Chimamanda Adichie said fiction is magic and craft. This sums up not only fiction (and indeed all of art) but also the Festival of Faith and Writing.
I attended because I think Jonathan Safran Foer takes risks with the form of fiction that few take and because I’m slightly in love with Chimamanda Adichie. I couldn’t wait to hear them speak about their writing and, specifically, their writing process. I was not disappointed.
They challenged me and encouraged me to play, experiment, take risks, and yes, fail. Art reflects life, and since life changes, so should art. We have freedom in this. We have freedom in the stories we tell and how we choose to tell the stories. Once we learn and understand the rules, we have freedom to bend and even break them, to see what works in this global yet fragmented society. Safran Foer quoted John Ashbury’s famous essay, “The Invisible Avant-Garde”: “Most reckless things are beautiful in some way, and recklessness is what makes experimental art beautiful.”
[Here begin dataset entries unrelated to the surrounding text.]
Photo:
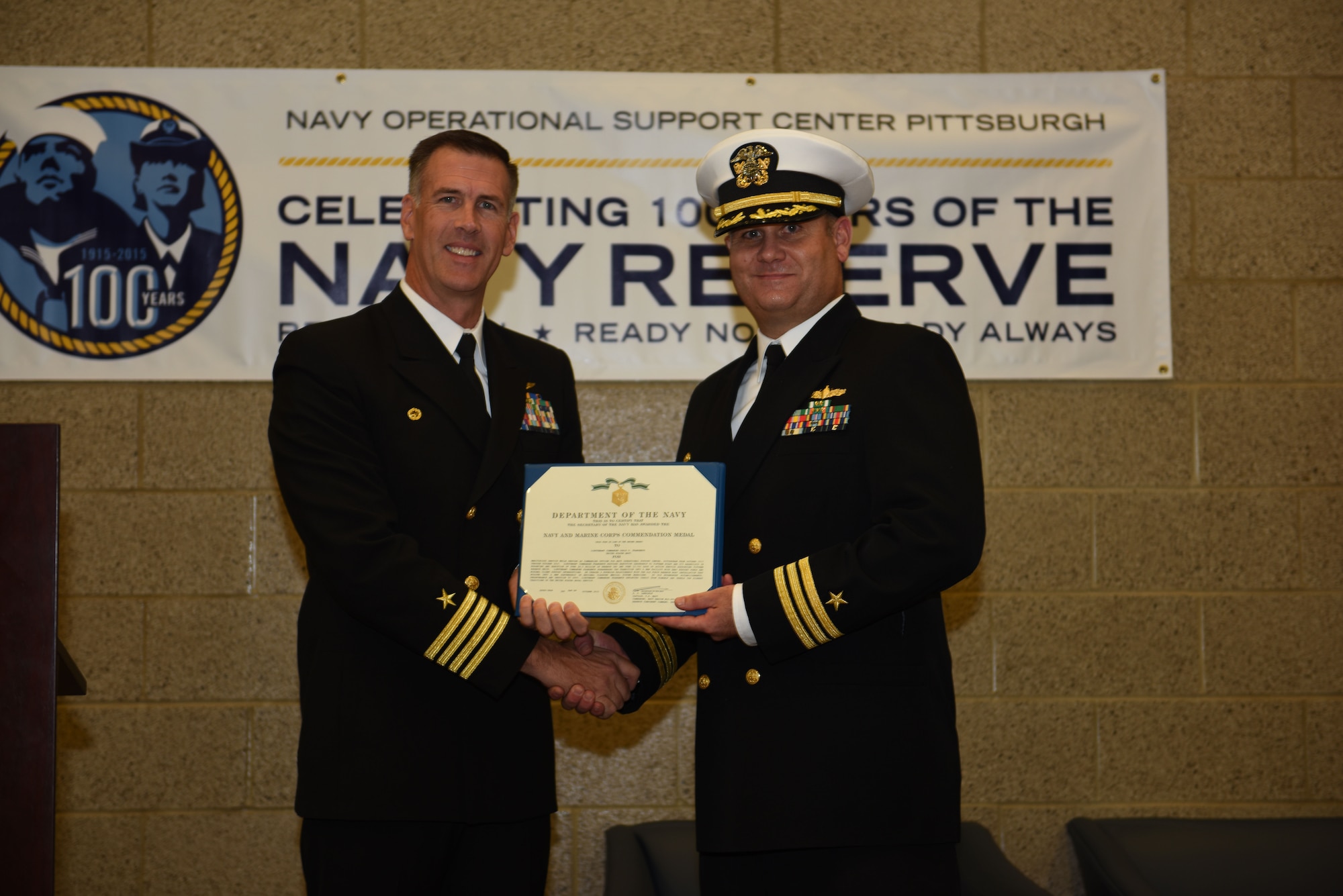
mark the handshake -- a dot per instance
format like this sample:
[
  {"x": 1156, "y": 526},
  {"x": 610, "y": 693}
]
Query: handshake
[{"x": 589, "y": 671}]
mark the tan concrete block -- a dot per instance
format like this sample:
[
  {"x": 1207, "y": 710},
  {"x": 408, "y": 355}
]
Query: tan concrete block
[
  {"x": 1324, "y": 758},
  {"x": 1181, "y": 203},
  {"x": 679, "y": 35},
  {"x": 1270, "y": 228},
  {"x": 155, "y": 544},
  {"x": 1319, "y": 330},
  {"x": 1319, "y": 128},
  {"x": 238, "y": 854},
  {"x": 1027, "y": 750},
  {"x": 281, "y": 562},
  {"x": 539, "y": 35},
  {"x": 1234, "y": 332},
  {"x": 1216, "y": 750},
  {"x": 107, "y": 639},
  {"x": 631, "y": 760},
  {"x": 207, "y": 436},
  {"x": 1322, "y": 540},
  {"x": 1259, "y": 436},
  {"x": 590, "y": 847},
  {"x": 883, "y": 35},
  {"x": 1254, "y": 38},
  {"x": 1199, "y": 540},
  {"x": 300, "y": 34},
  {"x": 1036, "y": 541},
  {"x": 1230, "y": 128},
  {"x": 115, "y": 758},
  {"x": 1036, "y": 840},
  {"x": 1274, "y": 644},
  {"x": 99, "y": 428},
  {"x": 1074, "y": 646},
  {"x": 222, "y": 648},
  {"x": 970, "y": 636},
  {"x": 75, "y": 32},
  {"x": 1059, "y": 35},
  {"x": 99, "y": 855},
  {"x": 1131, "y": 435},
  {"x": 686, "y": 754},
  {"x": 561, "y": 878},
  {"x": 275, "y": 756},
  {"x": 632, "y": 421}
]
As a music major, I fell in love with experimental and modern music, sometimes with the beauty of the project itself, and sometimes just with the risk and the ideas and, yes, even the failings of the attempts. Over the past several years, I’ve learned more about avant-garde and experimental art through a friend sharing her love of it with me, through reading books about it, such as God in the Gallery by Daniel A. Siedell, and, most of all, through going to museums and immersing myself in the art. And the more I’ve learned about this and other forms of modern art, the more I’ve come to understand its relationship to life, and the more I’ve come to understand it, the more I’ve come to love it. I’ve also wondered–and it was gratifying to hear Safran Foer chat about this very thing–why does literature seem behind visual art and music when it comes to experimentation in order to reflect life?
Now, I leave this conference excited about the possibilities of experimentation, not for the sake of experimentation, but for the sake of stretching myself and my readers. For we do this in the service of humanity. As Adichie reminded us, we create meaning and radical truth to remind ourselves and others of what it means to be human. We enter into the conversation of humanity through literature because life is always changing and yet unchanging.
I don’t know how experimental I’ll be. Heck, I don’t even know what experimentation means for me yet. But I want to see what I can do. I want to see what magic I can conjure while playing with craft. Perhaps playing for me will be a minor thing, or perhaps it will be drastic. But I hope it means something that is both personal and global (meaning, reflecting my love of cultural studies, not necessarily something that will resonate with the whole world–I’m not that delusional yet), something that holds together tension and resolution, something that is intimate and small and echoing.
I confess: I am afraid. I fear failure. I fear not being good enough for the grand ideas in my head. I fear looking the fool. But I remember what someone once said about Miles Davis when he was a rookie, that he was brilliant but he didn’t yet have the chops. Or what Picasso said: “I am always doing that which I cannot do in order that I may learn how to do it.”
I do not claim the brilliance of Davis or Picasso, but I can pattern my artistic endeavors after them, striving, striving, striving, in the face of failure.